After terminal anesthesia by barbiturate overdose, mice were perfused transcardially with a phosphate buffered saline rinse followed by either 4% paraformaldehyde or 10% formalin. Spinal cords were removed, post-fixed overnight, and cryoprotected in buffered 30% sucrose for 48 hours. Frozen sections (30 μm) were prepared using a cryostat microtome (Leica) and processed for immunofluorescence as described7 (link)12 (link)13 (link). Primary antibodies were: rabbit anti-GFAP (1:1000; Dako, Carpinteria, CA); rat anti-GFAP (1:1000, Zymed Laboratories); sheep anti-BrdU (1:300, Maine Biotechnology Services, Portland, ME); rat anti-CD133 (1:200; Millipore, Temecula, CA); and rat anti-vimentin (clone # 280618; 1:150; Novus Biologicals, Littleton, CO).
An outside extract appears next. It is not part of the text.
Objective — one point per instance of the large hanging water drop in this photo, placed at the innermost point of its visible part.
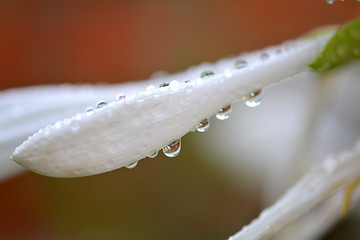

Fluorescence secondary antibodies were conjugated to: Alexa 488 (green) or Alexa 405 (blue) or to Cy3 (550, red) or Cy5 (649, far red) all from Jackson Immunoresearch Laboratories. Nuclear stain: 4′,6′-diamidino-2-phenylindole dihydrochloride (DAPI; 2 ng/ml; ThermoFisher). Sections were coverslipped using ProLong Gold anti-fade reagent (InVitrogen, Grand Island, NY). Sections were examined and photographed using deconvolution fluorescence microscopy and scanning confocal laser microscopy (Zeiss, Oberkochen, Germany).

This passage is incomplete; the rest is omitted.